Naïve Asset Allocation
The 500 year throwaway comment comes from a study by Victor DeMiguel, Lorenzo Garlappi and Raman Uppal – in Optimal Versus Naïve Diversification: How Inefficient is the 1/N Portfolio Strategy? they show that:
“Based on parameters calibrated to the US equity market, our analytical results and simulations show that the estimation window needed for the sample-based mean-variance strategy and its extensions to outperform the 1/N benchmark is around 3000 months for a portfolio with 25 assets and about 6000 months for a portfolio with 50 assets. This suggests that there are still many “miles to go” before the gains promised by optimal portfolio choice can actually be realized out of sample.”
The researchers looked at 14 asset allocation models, but none of them could beat the simple heuristic. If we had enough data to plug into these models then we might well see a different result – but we don’t, and we never will. And without big data for the algorithms to crunch to reduce the uncertainty to measurable risk so they go wrong, much like the exchange rate estimates we looked at earlier.
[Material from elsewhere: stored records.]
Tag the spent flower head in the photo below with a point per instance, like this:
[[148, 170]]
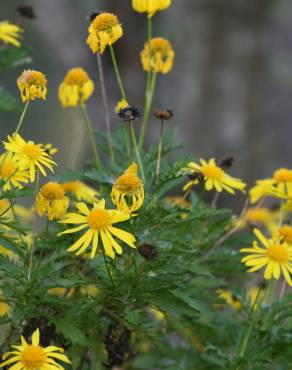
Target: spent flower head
[[76, 88], [32, 85]]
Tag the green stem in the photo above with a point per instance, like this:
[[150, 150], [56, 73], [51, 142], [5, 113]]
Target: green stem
[[34, 231], [148, 104], [105, 106], [22, 117], [91, 136], [159, 151], [107, 267], [251, 319], [137, 152], [117, 72]]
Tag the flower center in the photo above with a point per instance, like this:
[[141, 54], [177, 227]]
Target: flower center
[[128, 183], [33, 357], [8, 168], [286, 232], [278, 252], [212, 172], [76, 76], [52, 191], [32, 151], [105, 21], [99, 219], [30, 77], [283, 175]]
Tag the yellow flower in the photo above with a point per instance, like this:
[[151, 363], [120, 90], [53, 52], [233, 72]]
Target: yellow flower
[[30, 156], [10, 172], [104, 30], [275, 254], [128, 191], [150, 6], [157, 56], [81, 191], [61, 292], [285, 232], [32, 85], [89, 291], [214, 177], [48, 148], [76, 88], [5, 308], [33, 356], [98, 222], [10, 33], [122, 104], [229, 298], [51, 201]]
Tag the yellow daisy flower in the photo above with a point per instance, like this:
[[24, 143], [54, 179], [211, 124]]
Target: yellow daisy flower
[[285, 232], [214, 177], [128, 191], [10, 33], [49, 148], [81, 191], [76, 88], [157, 56], [51, 201], [98, 222], [150, 6], [30, 156], [5, 308], [228, 297], [10, 173], [32, 85], [275, 254], [33, 356], [122, 104], [104, 30]]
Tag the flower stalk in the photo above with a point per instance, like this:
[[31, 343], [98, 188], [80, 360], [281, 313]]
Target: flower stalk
[[91, 136], [20, 122]]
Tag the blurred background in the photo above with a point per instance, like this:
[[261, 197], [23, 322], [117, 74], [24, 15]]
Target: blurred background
[[230, 89]]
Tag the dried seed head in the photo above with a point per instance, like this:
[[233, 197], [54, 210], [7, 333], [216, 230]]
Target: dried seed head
[[26, 11], [226, 162], [129, 114], [164, 114], [91, 17], [149, 252]]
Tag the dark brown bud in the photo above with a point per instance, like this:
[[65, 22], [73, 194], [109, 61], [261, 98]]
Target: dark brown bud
[[26, 11], [129, 114], [226, 162], [164, 114], [149, 252]]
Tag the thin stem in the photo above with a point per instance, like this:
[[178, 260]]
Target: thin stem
[[130, 141], [137, 152], [117, 72], [148, 104], [107, 267], [91, 136], [14, 215], [105, 106], [34, 231], [251, 319], [22, 117], [160, 145]]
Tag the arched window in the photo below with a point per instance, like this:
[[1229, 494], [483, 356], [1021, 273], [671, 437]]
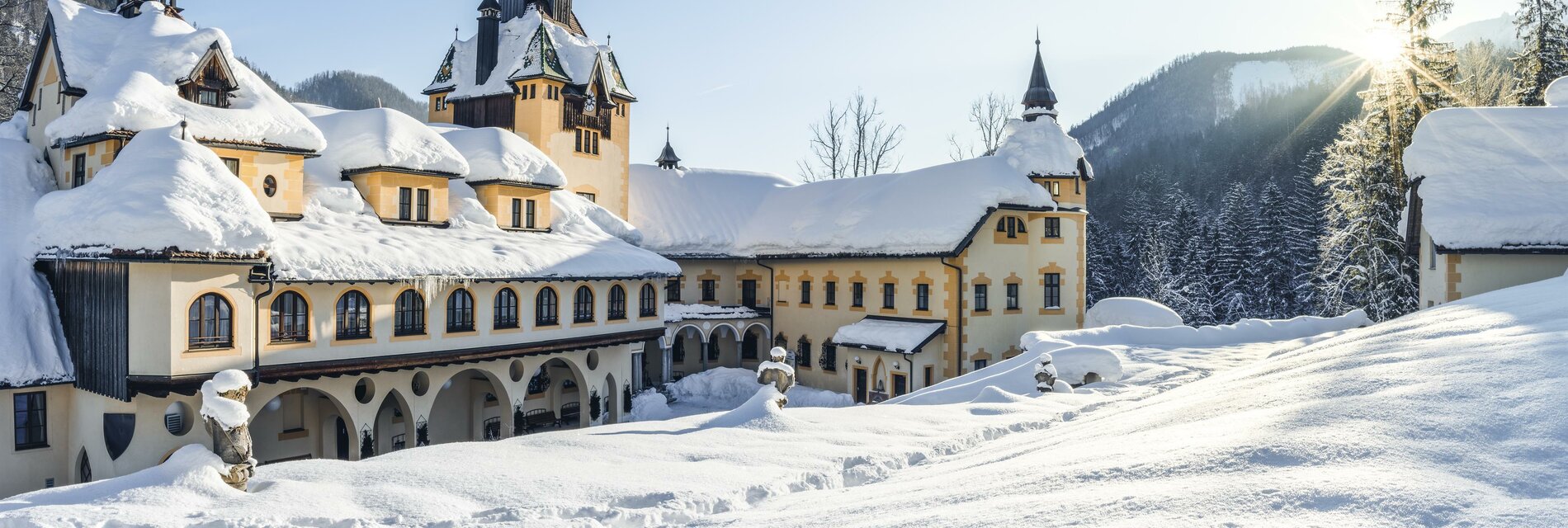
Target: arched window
[[546, 309], [409, 317], [460, 310], [616, 303], [290, 318], [353, 315], [582, 308], [507, 309], [649, 301], [210, 323]]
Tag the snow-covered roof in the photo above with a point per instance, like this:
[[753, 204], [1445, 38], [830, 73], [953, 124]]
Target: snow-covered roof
[[930, 210], [130, 71], [531, 46], [886, 334], [1495, 177], [160, 193], [381, 139], [31, 350], [501, 155]]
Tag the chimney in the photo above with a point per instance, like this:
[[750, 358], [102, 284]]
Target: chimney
[[489, 40]]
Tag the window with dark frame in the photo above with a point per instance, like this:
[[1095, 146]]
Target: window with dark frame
[[353, 315], [290, 318], [546, 309], [460, 310], [1052, 290], [648, 306], [507, 309], [409, 314], [616, 303], [582, 306], [210, 323], [31, 420]]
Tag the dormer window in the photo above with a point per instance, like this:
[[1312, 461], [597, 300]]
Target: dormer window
[[212, 82]]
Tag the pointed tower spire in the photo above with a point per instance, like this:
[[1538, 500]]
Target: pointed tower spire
[[1040, 99], [668, 160]]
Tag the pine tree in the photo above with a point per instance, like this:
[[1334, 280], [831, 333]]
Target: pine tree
[[1545, 54]]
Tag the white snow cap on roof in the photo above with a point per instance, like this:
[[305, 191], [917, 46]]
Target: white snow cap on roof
[[886, 334], [747, 214], [162, 191], [381, 139], [501, 155], [1495, 177], [130, 69], [519, 54], [31, 350]]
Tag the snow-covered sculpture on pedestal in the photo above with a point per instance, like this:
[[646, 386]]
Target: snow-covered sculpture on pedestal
[[778, 373], [229, 423]]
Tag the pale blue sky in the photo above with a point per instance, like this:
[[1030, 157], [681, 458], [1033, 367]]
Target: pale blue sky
[[740, 80]]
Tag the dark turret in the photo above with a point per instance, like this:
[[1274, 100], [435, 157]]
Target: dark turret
[[668, 160], [1040, 99], [489, 41]]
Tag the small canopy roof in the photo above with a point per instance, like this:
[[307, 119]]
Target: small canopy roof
[[890, 334]]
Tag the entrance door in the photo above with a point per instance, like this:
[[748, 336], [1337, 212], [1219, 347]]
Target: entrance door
[[342, 441], [860, 384]]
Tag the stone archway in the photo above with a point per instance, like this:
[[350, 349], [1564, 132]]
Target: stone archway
[[470, 406], [301, 423], [394, 425]]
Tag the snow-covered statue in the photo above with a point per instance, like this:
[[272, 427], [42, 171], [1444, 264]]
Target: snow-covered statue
[[229, 423], [778, 373]]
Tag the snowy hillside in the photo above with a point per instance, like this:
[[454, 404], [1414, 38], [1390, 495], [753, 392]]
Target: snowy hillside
[[1449, 416]]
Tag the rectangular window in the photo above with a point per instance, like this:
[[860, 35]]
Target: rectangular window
[[78, 170], [1052, 290], [31, 425], [749, 294], [673, 290]]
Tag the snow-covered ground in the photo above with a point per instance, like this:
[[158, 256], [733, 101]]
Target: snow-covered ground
[[1449, 417]]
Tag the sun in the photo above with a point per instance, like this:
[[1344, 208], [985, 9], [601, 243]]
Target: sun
[[1380, 47]]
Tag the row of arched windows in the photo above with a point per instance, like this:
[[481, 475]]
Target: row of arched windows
[[212, 315]]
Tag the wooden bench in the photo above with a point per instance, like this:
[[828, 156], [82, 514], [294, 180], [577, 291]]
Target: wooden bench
[[571, 414], [536, 419]]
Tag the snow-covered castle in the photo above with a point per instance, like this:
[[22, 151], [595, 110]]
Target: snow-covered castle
[[501, 270]]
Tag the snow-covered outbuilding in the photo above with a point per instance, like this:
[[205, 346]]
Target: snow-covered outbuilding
[[1487, 186], [961, 256], [386, 282]]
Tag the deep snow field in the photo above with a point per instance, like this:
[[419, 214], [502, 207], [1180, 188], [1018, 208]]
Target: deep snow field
[[1454, 416]]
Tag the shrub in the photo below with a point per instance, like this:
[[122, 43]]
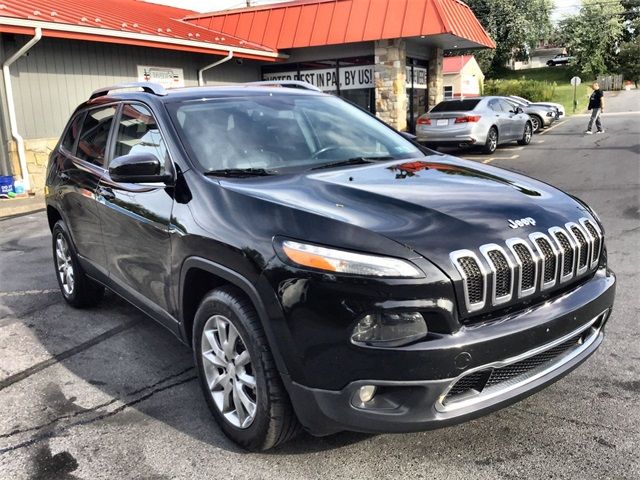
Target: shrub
[[533, 90]]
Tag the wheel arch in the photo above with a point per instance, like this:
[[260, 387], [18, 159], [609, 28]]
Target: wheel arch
[[202, 276]]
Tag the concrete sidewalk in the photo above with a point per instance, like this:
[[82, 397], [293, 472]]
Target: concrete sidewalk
[[20, 206]]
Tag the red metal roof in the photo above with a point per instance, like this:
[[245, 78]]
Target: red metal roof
[[306, 23], [144, 23], [455, 64]]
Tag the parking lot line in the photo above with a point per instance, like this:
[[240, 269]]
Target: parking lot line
[[491, 159]]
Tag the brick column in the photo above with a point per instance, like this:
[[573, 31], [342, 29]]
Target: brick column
[[390, 81], [436, 79]]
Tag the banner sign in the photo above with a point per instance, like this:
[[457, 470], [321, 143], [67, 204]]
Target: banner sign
[[351, 78], [167, 77]]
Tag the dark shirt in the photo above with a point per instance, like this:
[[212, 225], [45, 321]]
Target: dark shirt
[[595, 100]]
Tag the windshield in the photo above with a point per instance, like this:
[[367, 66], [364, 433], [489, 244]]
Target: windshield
[[277, 132], [456, 105]]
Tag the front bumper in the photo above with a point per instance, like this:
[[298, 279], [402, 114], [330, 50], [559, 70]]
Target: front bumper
[[426, 403]]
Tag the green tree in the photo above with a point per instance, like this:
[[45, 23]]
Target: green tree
[[592, 36], [516, 26], [629, 60], [631, 19]]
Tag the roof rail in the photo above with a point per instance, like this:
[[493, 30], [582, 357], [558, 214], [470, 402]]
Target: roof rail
[[286, 84], [148, 87]]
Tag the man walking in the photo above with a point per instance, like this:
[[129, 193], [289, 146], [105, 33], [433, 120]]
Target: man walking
[[596, 105]]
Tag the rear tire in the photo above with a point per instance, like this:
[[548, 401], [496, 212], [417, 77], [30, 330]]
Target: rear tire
[[78, 290], [238, 376], [526, 136], [491, 144]]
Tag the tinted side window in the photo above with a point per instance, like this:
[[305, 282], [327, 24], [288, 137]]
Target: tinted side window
[[139, 133], [507, 107], [495, 105], [71, 135], [92, 145]]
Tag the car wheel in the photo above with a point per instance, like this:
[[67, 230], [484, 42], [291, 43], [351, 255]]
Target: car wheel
[[77, 289], [237, 372], [536, 123], [491, 143], [526, 136]]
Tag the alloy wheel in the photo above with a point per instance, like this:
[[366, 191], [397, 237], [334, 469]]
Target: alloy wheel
[[493, 140], [536, 124], [64, 265], [229, 371]]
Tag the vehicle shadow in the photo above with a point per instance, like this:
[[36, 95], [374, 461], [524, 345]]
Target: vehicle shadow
[[149, 371]]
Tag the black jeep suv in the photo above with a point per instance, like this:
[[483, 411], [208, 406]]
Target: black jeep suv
[[328, 272]]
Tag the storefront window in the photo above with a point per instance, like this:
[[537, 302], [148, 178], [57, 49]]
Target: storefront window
[[417, 83], [350, 78]]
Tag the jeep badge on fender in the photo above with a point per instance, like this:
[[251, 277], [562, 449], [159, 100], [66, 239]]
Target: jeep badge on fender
[[523, 222]]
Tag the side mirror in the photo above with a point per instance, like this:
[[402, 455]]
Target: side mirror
[[137, 168], [409, 136]]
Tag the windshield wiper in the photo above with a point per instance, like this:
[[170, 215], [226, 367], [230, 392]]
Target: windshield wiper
[[238, 172], [352, 161]]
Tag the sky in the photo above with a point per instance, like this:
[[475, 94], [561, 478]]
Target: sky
[[562, 7]]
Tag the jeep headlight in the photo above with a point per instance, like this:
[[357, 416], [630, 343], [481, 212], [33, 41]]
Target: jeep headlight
[[341, 261]]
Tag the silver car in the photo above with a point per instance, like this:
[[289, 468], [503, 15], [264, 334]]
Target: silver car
[[482, 121], [541, 116]]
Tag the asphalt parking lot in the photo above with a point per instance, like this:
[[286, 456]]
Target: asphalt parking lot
[[107, 393]]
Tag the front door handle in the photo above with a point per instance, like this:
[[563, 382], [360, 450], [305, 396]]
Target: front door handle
[[106, 193]]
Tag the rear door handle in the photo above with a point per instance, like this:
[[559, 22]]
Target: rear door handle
[[106, 193]]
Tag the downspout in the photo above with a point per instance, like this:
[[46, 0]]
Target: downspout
[[215, 64], [11, 108]]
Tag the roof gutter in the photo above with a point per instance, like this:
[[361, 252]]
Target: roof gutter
[[214, 64], [11, 108], [102, 32]]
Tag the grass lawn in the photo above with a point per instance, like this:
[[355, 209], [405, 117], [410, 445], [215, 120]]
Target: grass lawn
[[561, 76]]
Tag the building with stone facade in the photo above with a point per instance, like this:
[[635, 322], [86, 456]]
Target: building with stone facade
[[383, 55]]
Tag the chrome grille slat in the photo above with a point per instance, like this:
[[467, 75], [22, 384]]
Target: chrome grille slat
[[568, 253], [584, 246], [596, 239], [474, 276], [528, 265], [502, 272]]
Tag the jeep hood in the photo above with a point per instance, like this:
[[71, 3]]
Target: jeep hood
[[433, 205]]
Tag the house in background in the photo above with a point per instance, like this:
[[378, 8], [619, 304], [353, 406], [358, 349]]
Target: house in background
[[537, 59], [462, 77]]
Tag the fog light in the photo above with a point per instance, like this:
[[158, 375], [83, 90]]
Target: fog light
[[366, 393], [389, 329]]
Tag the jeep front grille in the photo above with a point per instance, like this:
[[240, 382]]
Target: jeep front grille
[[527, 265]]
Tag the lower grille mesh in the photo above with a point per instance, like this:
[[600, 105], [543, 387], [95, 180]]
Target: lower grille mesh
[[478, 381]]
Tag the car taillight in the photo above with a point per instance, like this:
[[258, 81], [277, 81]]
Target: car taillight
[[468, 119]]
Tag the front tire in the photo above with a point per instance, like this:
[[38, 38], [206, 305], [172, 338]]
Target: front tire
[[536, 123], [76, 287], [237, 372], [526, 136], [491, 143]]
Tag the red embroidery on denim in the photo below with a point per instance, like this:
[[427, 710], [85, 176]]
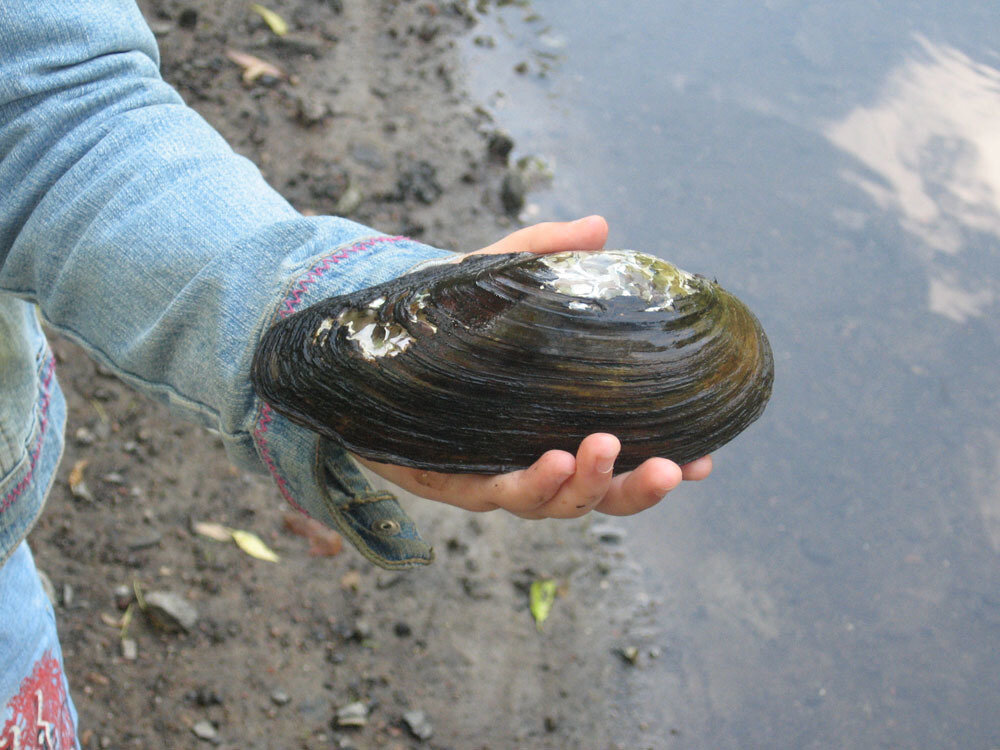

Gigerenzer is a hero. He’s out there now trying to change the way health systems are managed and to get risk savviness onto school curricula. He believes, passionately, that without the basic skills to understand risk in the modern world we’re at the mercy of anyone who wants to manipulate us.
In the end this is each individual’s responsibility. Otherwise we’ll be nudged hither and thither and made to think fast or slow to the rhythm of other peoples’ priorities. Read the book. Go see him if you get the chance. Take control, because if you don't someone else will.